Assume to the contrary that \(K\) is at least \(2\)-dimensional. Then its projection onto some pair of coordinate axes is still \(2\)-dimensional. Without loss, we can assume it’s the first two axes. Then there must be a pair of rational numbers \(r_1\) and \(r_2\) such that \((r_1,r_2,x_3, \ldots,x_n)\) is in the interior of \(K\). But now the \((n-2)\)-dimensional subspace \(\mathrm{span}(r_1 e_1, r_2 e_2)\) occurs as some \(A_i\).
Recall that the halfspace \(H_i\) has its boundary containing \(A_i\). Since \((r_1,r_2,x_3,\cdots,x_n)\) is in the interior of \(K\), it must also be in the interior of \(K_{i+1}\). But that means that \(H_i\) properly cuts \(K_{i+1}\). But this is a contradiction, as \(H_i\) should fully contain \(K_{i+1} = K_i \cap H_i\).
We conclude that \(\int_K g_1 \geq 0, \int_K g_2 \geq 0\) on the intersection \(K\).

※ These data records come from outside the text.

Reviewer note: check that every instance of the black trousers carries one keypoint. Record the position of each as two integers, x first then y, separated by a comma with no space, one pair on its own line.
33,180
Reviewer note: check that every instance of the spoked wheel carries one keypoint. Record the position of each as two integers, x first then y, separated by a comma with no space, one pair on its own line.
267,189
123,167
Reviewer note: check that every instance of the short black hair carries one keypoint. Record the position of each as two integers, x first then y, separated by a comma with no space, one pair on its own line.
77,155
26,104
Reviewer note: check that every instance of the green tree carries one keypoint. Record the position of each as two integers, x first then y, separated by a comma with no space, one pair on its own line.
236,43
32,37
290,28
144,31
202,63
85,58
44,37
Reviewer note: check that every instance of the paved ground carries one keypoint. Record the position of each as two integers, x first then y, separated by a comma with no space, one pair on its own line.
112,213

Note that we can easily get \(\int_K g_1 > 0, \int_K g_2 > 0\) for the original functions by starting with functions \(\hat{g}_1 = g_1 - \delta \mathbf{1}_{K_0}\) and \(\hat{g}_2 = g_2 - \delta \mathbf{1}_{K_0}\) for \(\delta > 0\) sufficiently small and then finding \(K\) where \(\int_K \hat{g}_1 \geq 0, \int_K \hat{g}_2 \geq 0\).
Since the restriction of a log-concave function to an interval is still log-concave, this is indeed a reduction of the KK Lemma to the \(1\)-dimensional case.
For other applications, it helps to replace \(g_1\) and \(g_2\) by nicer functions at every step. One can consult Lovasz-Simonovits Lemma 2.5 for a (rather technical) argument proving the following.
Localization Lemma: Given \(\int_{\R^n} g_1 > 0\) and \(\int_{\R^n} g_2 > 0\), there are two points \(a,b \in \R^n\) and a linear function \(\ell : [0,1] \to \R_+\) such that
\[\begin{align*} \int_0^1 \ell(t)^{n-1} g_1((1-t) a + tb)\,dt &> 0 \\ \int_0^1 \ell(t)^{n-1} g_2((1-t) a + tb)\,dt &> 0 \end{align*}\]One can instead derive the conclusion that there is a number \(\gamma \in \R\) such that
\[\begin{align*} \int_0^1 e^{\gamma t} g_1((1-t) a + tb)\,dt &> 0 \\ \int_0^1 e^{\gamma t} g_2((1-t) a + tb)\,dt &> 0\,, \end{align*}\]which I find a bit more natural.